Microsoft Translator Hub - FAQ


  • 1. When should I request deployment of a trained translation language model?
    It may take several trainings in order to create the optimal translation system for your project. You may want to try using more training data, more or different additional target language material, or more carefully filtered data. You should be very strict and careful in designing your tuning set and your test set, to be fully representative of the terminology and style of material you want to translate. You can be more liberal in composing your training data, and experiment with different options.

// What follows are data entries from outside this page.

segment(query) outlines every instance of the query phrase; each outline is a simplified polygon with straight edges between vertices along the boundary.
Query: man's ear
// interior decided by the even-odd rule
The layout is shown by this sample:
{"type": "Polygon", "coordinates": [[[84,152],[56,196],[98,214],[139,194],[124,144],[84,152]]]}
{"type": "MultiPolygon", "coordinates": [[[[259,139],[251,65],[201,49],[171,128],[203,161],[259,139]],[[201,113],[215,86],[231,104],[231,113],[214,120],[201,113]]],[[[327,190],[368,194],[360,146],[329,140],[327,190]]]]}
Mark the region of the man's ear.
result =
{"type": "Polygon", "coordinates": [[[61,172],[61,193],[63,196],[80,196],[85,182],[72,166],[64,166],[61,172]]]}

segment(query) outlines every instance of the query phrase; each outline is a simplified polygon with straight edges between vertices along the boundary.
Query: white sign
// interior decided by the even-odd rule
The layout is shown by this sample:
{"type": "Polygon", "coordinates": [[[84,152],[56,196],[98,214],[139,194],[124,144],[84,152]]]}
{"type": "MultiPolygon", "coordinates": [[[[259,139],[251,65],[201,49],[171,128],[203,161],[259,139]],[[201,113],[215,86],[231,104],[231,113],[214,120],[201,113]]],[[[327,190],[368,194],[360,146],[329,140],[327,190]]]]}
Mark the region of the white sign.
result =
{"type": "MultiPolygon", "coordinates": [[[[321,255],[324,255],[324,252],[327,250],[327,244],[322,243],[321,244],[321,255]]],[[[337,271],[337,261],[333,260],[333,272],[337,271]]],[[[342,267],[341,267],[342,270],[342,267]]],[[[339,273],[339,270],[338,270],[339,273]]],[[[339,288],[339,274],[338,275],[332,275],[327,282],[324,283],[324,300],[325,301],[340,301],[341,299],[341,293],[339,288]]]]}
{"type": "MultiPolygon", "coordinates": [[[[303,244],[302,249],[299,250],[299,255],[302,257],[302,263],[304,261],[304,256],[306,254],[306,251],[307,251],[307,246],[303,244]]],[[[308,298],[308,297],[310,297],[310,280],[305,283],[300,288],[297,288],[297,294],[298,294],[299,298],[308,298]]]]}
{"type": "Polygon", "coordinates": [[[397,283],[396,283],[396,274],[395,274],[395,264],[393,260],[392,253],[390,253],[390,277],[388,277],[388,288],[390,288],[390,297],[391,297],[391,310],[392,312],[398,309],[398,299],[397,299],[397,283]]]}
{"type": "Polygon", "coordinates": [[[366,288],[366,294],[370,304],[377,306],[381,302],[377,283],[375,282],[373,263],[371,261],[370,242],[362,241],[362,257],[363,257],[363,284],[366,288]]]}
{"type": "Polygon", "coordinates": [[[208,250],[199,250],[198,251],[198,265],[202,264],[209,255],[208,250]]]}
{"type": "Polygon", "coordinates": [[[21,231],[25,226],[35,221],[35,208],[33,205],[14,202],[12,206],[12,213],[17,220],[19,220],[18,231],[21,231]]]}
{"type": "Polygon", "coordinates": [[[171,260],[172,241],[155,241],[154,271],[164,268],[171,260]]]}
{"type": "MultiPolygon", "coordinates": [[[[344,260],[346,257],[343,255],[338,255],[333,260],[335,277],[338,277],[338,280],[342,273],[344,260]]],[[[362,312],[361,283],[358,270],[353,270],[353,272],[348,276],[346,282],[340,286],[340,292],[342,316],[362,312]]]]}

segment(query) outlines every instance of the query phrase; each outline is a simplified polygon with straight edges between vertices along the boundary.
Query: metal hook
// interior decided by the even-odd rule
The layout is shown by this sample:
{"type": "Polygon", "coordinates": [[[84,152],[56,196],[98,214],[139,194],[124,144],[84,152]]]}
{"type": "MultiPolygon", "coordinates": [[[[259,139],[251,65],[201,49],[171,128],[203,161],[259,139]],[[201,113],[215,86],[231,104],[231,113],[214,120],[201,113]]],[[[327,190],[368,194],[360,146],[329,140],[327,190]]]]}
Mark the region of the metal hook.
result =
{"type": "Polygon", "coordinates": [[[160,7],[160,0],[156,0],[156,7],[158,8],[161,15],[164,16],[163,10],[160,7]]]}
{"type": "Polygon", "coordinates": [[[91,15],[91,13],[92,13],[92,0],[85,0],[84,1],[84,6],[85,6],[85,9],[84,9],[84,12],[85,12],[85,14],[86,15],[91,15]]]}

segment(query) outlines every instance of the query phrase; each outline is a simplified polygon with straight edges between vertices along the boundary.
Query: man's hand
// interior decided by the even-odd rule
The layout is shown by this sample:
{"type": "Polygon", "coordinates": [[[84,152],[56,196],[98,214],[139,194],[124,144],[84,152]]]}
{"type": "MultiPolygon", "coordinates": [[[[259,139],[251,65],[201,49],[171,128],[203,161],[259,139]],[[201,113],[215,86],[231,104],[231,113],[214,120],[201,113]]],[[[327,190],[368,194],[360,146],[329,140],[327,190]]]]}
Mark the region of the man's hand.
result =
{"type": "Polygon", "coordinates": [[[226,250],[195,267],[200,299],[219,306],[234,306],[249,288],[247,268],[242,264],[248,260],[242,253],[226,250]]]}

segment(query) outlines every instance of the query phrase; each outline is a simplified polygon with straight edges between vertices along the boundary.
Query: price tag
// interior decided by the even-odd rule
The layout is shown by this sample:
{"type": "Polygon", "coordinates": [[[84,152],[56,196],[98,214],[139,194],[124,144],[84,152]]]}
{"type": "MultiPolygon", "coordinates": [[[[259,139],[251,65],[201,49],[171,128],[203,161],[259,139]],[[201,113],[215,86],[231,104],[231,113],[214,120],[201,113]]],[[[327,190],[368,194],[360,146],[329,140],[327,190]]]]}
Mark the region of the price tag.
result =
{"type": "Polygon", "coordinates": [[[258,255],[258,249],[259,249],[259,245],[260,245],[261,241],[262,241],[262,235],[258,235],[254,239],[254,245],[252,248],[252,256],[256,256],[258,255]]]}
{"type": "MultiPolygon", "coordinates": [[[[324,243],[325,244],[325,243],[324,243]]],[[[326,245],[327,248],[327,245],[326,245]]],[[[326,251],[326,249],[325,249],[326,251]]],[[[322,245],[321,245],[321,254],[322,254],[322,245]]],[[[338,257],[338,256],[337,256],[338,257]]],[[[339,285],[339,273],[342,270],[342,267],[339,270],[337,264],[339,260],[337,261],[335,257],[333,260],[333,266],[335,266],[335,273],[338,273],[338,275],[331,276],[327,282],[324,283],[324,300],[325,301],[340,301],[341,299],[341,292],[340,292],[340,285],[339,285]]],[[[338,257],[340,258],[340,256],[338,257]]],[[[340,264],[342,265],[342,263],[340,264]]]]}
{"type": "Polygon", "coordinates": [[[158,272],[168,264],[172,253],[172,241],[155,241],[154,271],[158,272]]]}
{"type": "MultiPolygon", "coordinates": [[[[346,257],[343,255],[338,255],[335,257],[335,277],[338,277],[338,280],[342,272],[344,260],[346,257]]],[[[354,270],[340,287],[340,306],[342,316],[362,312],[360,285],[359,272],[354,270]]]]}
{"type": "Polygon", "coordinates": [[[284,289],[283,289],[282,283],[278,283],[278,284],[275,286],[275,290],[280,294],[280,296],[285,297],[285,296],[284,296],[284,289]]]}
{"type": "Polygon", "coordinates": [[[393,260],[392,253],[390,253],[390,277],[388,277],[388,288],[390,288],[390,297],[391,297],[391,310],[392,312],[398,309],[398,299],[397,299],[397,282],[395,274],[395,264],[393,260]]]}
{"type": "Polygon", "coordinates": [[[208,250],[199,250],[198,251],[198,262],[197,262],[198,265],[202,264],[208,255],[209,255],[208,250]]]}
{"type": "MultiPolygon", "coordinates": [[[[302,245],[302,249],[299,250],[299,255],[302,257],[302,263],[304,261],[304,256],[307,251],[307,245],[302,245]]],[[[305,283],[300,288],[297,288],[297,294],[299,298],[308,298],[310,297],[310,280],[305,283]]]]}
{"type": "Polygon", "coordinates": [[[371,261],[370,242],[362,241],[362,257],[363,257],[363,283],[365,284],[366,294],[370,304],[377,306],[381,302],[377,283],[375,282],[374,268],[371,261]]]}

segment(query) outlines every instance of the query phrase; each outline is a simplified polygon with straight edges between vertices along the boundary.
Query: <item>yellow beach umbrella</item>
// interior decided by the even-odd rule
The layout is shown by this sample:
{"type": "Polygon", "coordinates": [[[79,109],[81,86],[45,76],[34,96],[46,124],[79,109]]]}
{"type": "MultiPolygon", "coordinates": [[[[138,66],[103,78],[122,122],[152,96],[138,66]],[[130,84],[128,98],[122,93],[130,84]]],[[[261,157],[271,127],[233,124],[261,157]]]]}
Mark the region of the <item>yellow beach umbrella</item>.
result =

Request a training deployment when you are satisfied with the training results, have no more data to add to the training to improve your trained system, want to access the trained system  via API’s and /or want to involve your community to review and submit translations.

    2. How can I ensure skipping the alignment and sentence breaking step in MT Hub, if my data is already sentence aligned?
    MT Hub skips sentence alignment and sentence breaking for .tmx files. and for text files with “.align” extension. “.align” files give users an option to skip MT Hub’s sentence breaking and alignment process for the files that are perfectly aligned, and need no further processing. We do recommend using “.align” extension only for files that are perfectly aligned.
    If the number of extracted sentences does not match for parallel documents, the Hub will still run the sentence aligner on “.align” files.

    3. Is there a way to upload a TMX file and get it machine translated on the server side?
    The machine translations can be viewed via the test console or can be retrieved via an API. We do not currently offer a direct TMX translation utility.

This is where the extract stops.